Couple seek to overturn authority’s stance on adoption of Mexican girl

Judge directed the case would proceed in camera

The judge directed the case would proceed in camera but said designated members of the media could attend and report subject to restrictions.

The judge directed the case would proceed in camera but said designated members of the media could attend and report subject to restrictions.

 


A couple have asked the High Court to overturn the Adoption Authority of Ireland’s refusal to recognise their adoption of a young Mexican girl.

The central issue is whether the adoption was required to accord with requirements of the Hague Convention on the Protection of Children dealing with inter-country adoptions which became law here in November 2010 when the Adoption Act was formally ratified.

In an affidavit provided to the court previously, one of the parents said the authority would not recognise 19 adoptions by Irish families from Mexico.

A letter from the Mexican embassy referred to the children as “victims”, urged that they remain in Ireland and that a solution be found.
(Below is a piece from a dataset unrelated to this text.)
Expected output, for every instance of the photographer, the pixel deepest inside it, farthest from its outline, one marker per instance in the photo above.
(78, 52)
The wellbeing of the children must prevail over all other concerns, it stated.

When the full action came on for hearing yesterday before Mr Justice Henry Abbott, the Sunday Times sought to report it while lawyers for the couple and the State sought to have the proceedings heard in camera.

In camera
The judge directed the case would proceed in camera but said designated members of the media could attend and report subject to restrictions.
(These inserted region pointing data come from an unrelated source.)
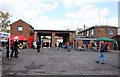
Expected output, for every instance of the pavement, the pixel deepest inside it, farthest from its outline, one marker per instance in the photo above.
(50, 61)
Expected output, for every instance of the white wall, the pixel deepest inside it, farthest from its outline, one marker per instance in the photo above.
(119, 31)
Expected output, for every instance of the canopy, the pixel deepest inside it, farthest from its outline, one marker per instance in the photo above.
(105, 39)
(20, 38)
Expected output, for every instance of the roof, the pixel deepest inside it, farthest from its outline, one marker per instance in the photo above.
(22, 21)
(56, 30)
(98, 26)
(117, 36)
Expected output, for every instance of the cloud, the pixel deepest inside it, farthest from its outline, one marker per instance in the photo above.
(33, 12)
(91, 15)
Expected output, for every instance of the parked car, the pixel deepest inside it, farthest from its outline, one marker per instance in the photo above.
(34, 45)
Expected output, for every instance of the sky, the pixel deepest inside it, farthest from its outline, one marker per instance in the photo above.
(62, 14)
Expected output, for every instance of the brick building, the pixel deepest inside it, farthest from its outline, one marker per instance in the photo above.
(99, 31)
(20, 27)
(93, 33)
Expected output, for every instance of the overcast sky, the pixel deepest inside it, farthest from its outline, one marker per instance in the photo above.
(62, 14)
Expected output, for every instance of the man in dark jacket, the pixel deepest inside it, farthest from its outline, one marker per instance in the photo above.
(102, 53)
(38, 46)
(16, 48)
(7, 47)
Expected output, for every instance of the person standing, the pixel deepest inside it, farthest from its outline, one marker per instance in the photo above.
(57, 45)
(86, 45)
(7, 47)
(102, 53)
(12, 48)
(16, 48)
Dáithí Mac Cárthaigh, for the parents, said there was no dispute this couple were suitable to adopt the child as they had been cleared in that regard by the authorities here and in Mexico.

The couple went through an onerous process during 2010 to secure the adoption, including having to stay in Mexico for about six months until the adoption was finalised, he said.

When they returned to Ireland with the child in March 2011, they were told the adoption authority could not recognise the adoption because it did not meet requirements of the Hague Convention.

The couple contended the Hague Convention did not apply to this adoption because it was not Irish law when this adoption was being arranged.

Because the convention did not apply to this case, it could not be said his clients had not complied with it, Mr Mac Carthaigh said. He will resume his submission at a date to be fixed.